I use tools associated with wood cutting rather than for carving lino. To me, the lines produced fall somewhere between drawing and sculpting. I prefer image making that sits outside the hierarchy of what constitutes 'good' and correct ways of drawing and I find these implements free me from being overly precious. The joy in particular mark making can also lead to an outcome. One of my tools produces a fine curve which I was very led by and this mark came to form the midrib and veins of the leaf.



I take rubbings as I cut into the lino to see lines transform to shapes and to keep track of how the design will reveal itself.

With carving, the fear of gouging into the block too deeply, brutally and to the sacrifice of the more delicate gestures already made, helps focus the mind.
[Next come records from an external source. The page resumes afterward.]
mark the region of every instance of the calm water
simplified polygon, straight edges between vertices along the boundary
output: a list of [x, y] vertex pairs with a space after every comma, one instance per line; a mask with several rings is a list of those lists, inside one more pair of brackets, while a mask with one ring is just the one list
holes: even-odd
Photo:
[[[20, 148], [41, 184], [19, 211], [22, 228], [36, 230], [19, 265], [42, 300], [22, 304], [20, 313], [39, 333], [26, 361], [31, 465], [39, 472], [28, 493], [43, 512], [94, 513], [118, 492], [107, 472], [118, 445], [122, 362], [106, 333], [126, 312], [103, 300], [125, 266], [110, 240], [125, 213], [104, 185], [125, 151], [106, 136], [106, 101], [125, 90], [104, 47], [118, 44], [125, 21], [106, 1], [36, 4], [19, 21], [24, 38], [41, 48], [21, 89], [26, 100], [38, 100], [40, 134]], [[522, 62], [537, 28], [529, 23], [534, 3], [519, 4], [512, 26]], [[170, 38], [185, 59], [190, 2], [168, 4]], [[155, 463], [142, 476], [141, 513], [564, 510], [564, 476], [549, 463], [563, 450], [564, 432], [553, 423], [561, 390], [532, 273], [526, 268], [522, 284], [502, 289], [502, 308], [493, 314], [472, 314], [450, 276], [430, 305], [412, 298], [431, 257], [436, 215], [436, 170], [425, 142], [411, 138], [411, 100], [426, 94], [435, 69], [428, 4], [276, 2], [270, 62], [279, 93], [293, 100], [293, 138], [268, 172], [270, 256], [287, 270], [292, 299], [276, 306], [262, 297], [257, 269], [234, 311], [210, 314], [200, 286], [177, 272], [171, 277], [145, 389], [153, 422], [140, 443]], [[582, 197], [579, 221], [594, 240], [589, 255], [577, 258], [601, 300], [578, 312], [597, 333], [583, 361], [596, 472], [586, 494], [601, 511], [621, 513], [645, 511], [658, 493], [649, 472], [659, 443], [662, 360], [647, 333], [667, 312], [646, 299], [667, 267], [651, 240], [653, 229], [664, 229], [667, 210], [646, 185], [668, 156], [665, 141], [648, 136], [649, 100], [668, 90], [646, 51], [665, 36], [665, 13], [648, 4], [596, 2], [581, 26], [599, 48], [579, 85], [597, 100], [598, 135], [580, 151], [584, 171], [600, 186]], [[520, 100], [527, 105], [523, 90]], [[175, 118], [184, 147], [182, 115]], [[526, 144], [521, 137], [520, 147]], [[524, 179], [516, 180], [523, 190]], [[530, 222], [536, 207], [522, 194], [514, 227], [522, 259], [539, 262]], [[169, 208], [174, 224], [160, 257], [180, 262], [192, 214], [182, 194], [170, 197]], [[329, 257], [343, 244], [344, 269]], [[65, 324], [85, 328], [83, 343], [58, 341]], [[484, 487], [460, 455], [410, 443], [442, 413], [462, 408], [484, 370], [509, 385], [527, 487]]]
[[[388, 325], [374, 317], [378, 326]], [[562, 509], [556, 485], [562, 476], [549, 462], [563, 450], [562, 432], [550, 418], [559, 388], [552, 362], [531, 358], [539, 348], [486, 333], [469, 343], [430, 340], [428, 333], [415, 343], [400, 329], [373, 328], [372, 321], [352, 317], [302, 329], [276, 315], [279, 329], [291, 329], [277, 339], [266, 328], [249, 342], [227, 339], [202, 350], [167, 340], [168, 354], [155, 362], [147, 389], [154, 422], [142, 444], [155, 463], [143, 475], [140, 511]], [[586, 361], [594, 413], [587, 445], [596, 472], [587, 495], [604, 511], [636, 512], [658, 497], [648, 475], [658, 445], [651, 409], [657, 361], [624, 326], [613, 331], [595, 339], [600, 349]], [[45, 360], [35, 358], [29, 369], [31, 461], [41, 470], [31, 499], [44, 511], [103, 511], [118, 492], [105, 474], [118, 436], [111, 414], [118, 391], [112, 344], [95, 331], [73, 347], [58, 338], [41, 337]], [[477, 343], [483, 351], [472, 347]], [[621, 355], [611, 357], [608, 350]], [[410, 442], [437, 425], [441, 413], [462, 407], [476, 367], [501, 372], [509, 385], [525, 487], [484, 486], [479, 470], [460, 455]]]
As does the potential of nipped fingers after a long evening when perhaps I should have already called it a day! I had a Great Grandmother who burnt decorative patterns into timber, (poker work) and I like to carry a notion that whilst other 19th century ladies were sitting in Victorian drawing rooms embroidering with delicate threads as the sunlight fell on their laps, this lady was taking a hot poker to an unsuspecting plank of wood - and creating something of beauty.



3. First round of printing (colour change)

From the initial round of sampling to the final product almost everything, inevitably, changed - but the spirit was kept. A change in colour - binders and different pigments were sourced to accommodate the environment the paper would be used in. Several additional blocks were cut as finer details clogged more quickly - each printing fewer repetitions than usual before becoming saturated and flooded by the binder. The width I could print on the roll had to reduce. I had to allow for wider trim margins on both sides as the potential of clumsy storage operators and crumpling edges became a reality if the project were to be delayed because of Covid.



4. Mixing colours and test prints

The idea of craft and gesture has come full circle in the digital age and the hand is being valued in new ways. I chose to celebrate the splodge.

The idea of perfection is unrealistic and overrated - it relates to a time of rise in mass production when the machine age sought and viewed 'progress' as the removal of the human and the hand from process. I’ve always been suspicious of the idea of perfection in printed matter.



There is a clear distinction between factory made in which a system or mechanical set up once activated marches unquestionably towards its outcome, in exact repetition, and the handmade, where there is a presence of constant consciousness. Sometimes this consciousness slips into another realm and interrupts the system! During the production of this wallpaper there are three 'mistakes' in 3,000 or so individual prints. These I chose to leave in - momentos to wondering thoughts. Perhaps something interesting caught my ear on the radio... and this has been preserved, a moment in time immortalised like a fossil and now sits above the doorway in the clients’ home.


5. Production - studio, marking reverse of block

A rudimentary set up on a Winter evening in lockdown - a rigged drying system of poles suspended from the ceiling. I mark the reverse of the blocks to aid positioning.



6. The plan with elevations




7. Installed imagery

Despite being composed of square blocks, printing by hand and by eye means there are no straight, clinical lines and this helps relax the space. Inherent to the handmade is a familiar wonkiness that unites the palette visually and is kind to the other materials used: painted pine tongue and groove boards, hand cut tiles and figured marble.



The wallpaper is installed in a room of very modest size and function but within a very grande listed roman­tic apartment. As guests perch to use the facilities I like the idea that the wallpaper may hold their gaze for a second or two and they may be taken off somewhere - possibly back to that fleeting moment of a coiled leaf falling from a tree or a leaping insect springing from its grassy meadow.